The latest cash injection from its Series E round, led by Warner Music Group's owner Access Industries, will help Deezer intensify its customer acquisition efforts worldwide, while developing and accelerating the growth and innovation of its latest products, the firm announced Wednesday.
Following the company's decision to pull its planned initial public offering (IPO) last fall, Deezer has redirected its focus into expanding and diversifying its platform's functions.
These offerings include an increase in available podcasts and audiobooks, along with redesigning its iOS and Android apps, and developing key partnerships.
Having secured another multi-million euro funding round during tough market conditions, Deezer's chief executive said that it shows how much faith shareholders have in the company.
"(The funding) shows the confidence of the shareholders and shows their belief in the (streaming) market," Deezer's CEO, Hans-Holger Albrecht told CNBC over the phone.
"Considering the market conditions we're in right now and going forward, it gives us a competitive edge as well, which is important."
On top of the financial boost, Deezer announced Wednesday that it has now expanded its music catalogue to more than 40 million songs, making it the "largest music catalogue available globally", the company claims.
While having the "largest music catalogue" highlights how Deezer is stepping up its game against competitors like Apple Music and Spotify; Deezer is more focused on providing bespoke localized content to each of its markets.

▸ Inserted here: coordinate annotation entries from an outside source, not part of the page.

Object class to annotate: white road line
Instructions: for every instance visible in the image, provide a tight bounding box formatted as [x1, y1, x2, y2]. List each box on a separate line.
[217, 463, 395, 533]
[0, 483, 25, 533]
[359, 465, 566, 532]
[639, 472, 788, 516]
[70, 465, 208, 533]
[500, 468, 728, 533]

"I think the main difference is we've tried to become a very localized player" compared to Spotify and Apple, Albrecht told CNBC, adding that in terms of product and quality, he believes Deezer, Spotify and Apple Music are all "on the same level."
"The number of (additional) tracks reflects the footprint we have in the countries we operate in, and our focus to be very deep into local content and local artists."
Currently, Deezer is particularly focused on its European markets, and hopes to leverage its position in emerging markets. While creating a stronger footprint in the U.S. remains important, it may take some time as Deezer wants to create a similar localized content presence there, as it has done in Europe.
While the service is already available in over 180 countries, to improve its market share Deezer is keen on getting its marketing right. Already, Deezer has partnered up with the likes of Orange and Three; both of which are prominent telecom contenders in their home market, on top of other brands like Sonos and BMW to appeal to a variety of consumers.
As one of the firm's supporters, Orange, puts it, "consumers everywhere are listening to music on their mobile phones," which provides a resourceful opportunity to engage with new and current users, and tailor to subscribers' music tastes.
In October 2015, Deezer announced it had decided to postpone its IPO, citing market conditions as a key factor. While markets haven't shown any signs of relief since, the CEO told CNBC an IPO would be just one of their future options, adding that under current conditions, Deezer was in a "good position to be private."
"This (IPO) is one of the options we have in the future. It's nothing which we have to evaluate under any kind of pressure or timeframe," Albrecht said, adding that staying private allows the firm to test different content ideas and focus on the long term.
"So we can observe the market. If the market conditions turn to be more favorable again, it's absolutely one of the options we have. We can choose, that's the good news."